Iter     Function value   Gradient norm 
     0    -2.486828e+02     1.468568e+00
 * time: 0.021384000778198242
   100    -2.497133e+02     1.133929e+00
 * time: 6.159498929977417
   200    -2.605060e+02     2.121255e+00
 * time: 12.05714201927185
ERROR: LoadError: DomainError with -0.04907639254690035:
sqrt will only return a complex result if called with a complex argument. Try sqrt(Complex(x)).
Stacktrace:
  [1] throw_complex_domainerror(f::Symbol, x::Float64)
    @ Base.Math ./math.jl:33
  [2] sqrt
    @ ./math.jl:567 [inlined]
  [3] sqrt
    @ ~/.julia/packages/ForwardDiff/pDtsf/src/dual.jl:240 [inlined]
  [4] derivative!
    @ ~/.julia/packages/ForwardDiff/pDtsf/src/derivative.jl:46 [inlined]
  [5] unary_scalar_forward_exec!(f::typeof(sqrt), output::ReverseDiff.TrackedReal{Float64, Float64, Nothing}, input::ReverseDiff.TrackedReal{Float64, Float64, ReverseDiff.TrackedArray{Float64, Float64, 1, Vector{Float64}, Vector{Float64}}}, cache::Base.RefValue{Float64})
    @ ReverseDiff ~/.julia/packages/ReverseDiff/YkVxM/src/derivatives/scalars.jl:96
  [6] scalar_forward_exec!(instruction::ReverseDiff.ScalarInstruction{typeof(sqrt), ReverseDiff.TrackedReal{Float64, Float64, ReverseDiff.TrackedArray{Float64, Float64, 1, Vector{Float64}, Vector{Float64}}}, ReverseDiff.TrackedReal{Float64, Float64, Nothing}, Base.RefValue{Float64}})

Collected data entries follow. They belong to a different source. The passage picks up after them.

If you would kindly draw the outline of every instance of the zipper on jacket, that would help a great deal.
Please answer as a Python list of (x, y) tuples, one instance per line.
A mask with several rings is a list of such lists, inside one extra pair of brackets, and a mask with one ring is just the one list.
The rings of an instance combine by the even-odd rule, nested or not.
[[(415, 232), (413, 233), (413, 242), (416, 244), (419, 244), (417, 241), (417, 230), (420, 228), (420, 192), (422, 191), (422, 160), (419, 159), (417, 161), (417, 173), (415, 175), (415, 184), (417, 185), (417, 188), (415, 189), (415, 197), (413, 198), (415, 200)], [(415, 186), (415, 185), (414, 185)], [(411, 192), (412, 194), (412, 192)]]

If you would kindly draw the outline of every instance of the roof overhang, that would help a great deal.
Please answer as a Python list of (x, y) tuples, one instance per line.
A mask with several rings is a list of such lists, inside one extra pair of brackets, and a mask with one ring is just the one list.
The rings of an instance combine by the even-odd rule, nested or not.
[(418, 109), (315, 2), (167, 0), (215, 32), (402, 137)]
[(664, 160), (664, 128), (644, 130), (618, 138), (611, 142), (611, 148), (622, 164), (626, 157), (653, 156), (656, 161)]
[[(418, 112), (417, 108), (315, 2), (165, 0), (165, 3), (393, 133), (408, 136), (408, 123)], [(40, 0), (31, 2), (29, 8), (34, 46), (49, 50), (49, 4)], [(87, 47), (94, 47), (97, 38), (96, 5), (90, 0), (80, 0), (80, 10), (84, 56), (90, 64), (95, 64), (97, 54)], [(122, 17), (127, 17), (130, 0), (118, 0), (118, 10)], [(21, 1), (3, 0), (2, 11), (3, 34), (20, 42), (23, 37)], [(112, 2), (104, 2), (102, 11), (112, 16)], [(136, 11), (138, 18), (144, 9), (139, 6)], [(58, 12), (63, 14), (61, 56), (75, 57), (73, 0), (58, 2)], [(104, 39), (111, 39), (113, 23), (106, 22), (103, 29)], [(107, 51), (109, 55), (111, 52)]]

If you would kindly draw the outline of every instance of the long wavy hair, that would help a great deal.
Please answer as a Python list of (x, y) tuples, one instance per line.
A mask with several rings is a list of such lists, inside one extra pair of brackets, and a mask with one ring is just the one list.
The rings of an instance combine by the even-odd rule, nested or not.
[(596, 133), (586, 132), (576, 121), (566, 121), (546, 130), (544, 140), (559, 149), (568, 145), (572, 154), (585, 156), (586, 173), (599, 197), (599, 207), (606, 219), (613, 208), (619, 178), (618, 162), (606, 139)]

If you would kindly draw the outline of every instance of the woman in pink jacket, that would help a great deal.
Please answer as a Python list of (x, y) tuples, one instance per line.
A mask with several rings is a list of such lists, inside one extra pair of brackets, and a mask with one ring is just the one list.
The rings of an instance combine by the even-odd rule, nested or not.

    @ ReverseDiff ~/.julia/packages/ReverseDiff/YkVxM/src/derivatives/scalars.jl:86
  [7] forward_exec!(instruction::ReverseDiff.ScalarInstruction{typeof(sqrt), ReverseDiff.TrackedReal{Float64, Float64, ReverseDiff.TrackedArray{Float64, Float64, 1, Vector{Float64}, Vector{Float64}}}, ReverseDiff.TrackedReal{Float64, Float64, Nothing}, Base.RefValue{Float64}})
    @ ReverseDiff ~/.julia/packages/ReverseDiff/YkVxM/src/tape.jl:82
  [8] forward_pass!(tape::Vector{ReverseDiff.AbstractInstruction})
    @ ReverseDiff ~/.julia/packages/ReverseDiff/YkVxM/src/tape.jl:77
  [9] forward_pass!
    @ ~/.julia/packages/ReverseDiff/YkVxM/src/api/tape.jl:34 [inlined]
 [10] seeded_forward_pass!
    @ ~/.julia/packages/ReverseDiff/YkVxM/src/api/tape.jl:42 [inlined]
 [11] gradient!
    @ ~/.julia/packages/ReverseDiff/YkVxM/src/api/gradients.jl:79 [inlined]
 [12] (::var"#g!#156"{ReverseDiff.GradientTape{var"#SSM#155"{StateSpaceModel{Vector{Float64}, Matrix{Float64}, Vector{Matrix{Float64}}, Int64}, MethodOptions{Bool, String, Int64, Float64}, Vector{Float64}, Vector{Distribution{Multivariate, Continuous}}, Vector{Any}}, ReverseDiff.TrackedArray{Float64, Float64, 1, Vector{Float64}, Vector{Float64}}, ReverseDiff.TrackedReal{Float64, Float64, Nothing}}})(G::Vector{Float64}, x::Vector{Float64})
    @ Main ~/MCMC.jl:113
 [13] gradient!!(obj::OnceDifferentiable{Float64, Vector{Float64}, Vector{Float64}}, x::Vector{Float64})
    @ NLSolversBase ~/.julia/packages/NLSolversBase/cfJrN/src/interface.jl:63
 [14] value_gradient!(obj::OnceDifferentiable{Float64, Vector{Float64}, Vector{Float64}}, x::Vector{Float64})
    @ NLSolversBase ~/.julia/packages/NLSolversBase/cfJrN/src/interface.jl:73
 [15] update_g!(d::OnceDifferentiable{Float64, Vector{Float64}, Vector{Float64}}, state::Optim.LBFGSState{Vector{Float64}, Vector{Vector{Float64}}, Vector{Vector{Float64}}, Float64, Vector{Float64}}, method::LBFGS{Nothing, InitialStatic{Float64}, BackTracking{Float64, Int64}, Optim.var"#20#22"})

Is there any way to circumvent this issue? How should I think about this? Also, does anyone have any tips on making code “ReverseDiff friendly”?

Strangely enough, the issue disappears when I change the iterations to 50000. Also, is it weird for the optimizer to return different optimum for the same initial parameters and options?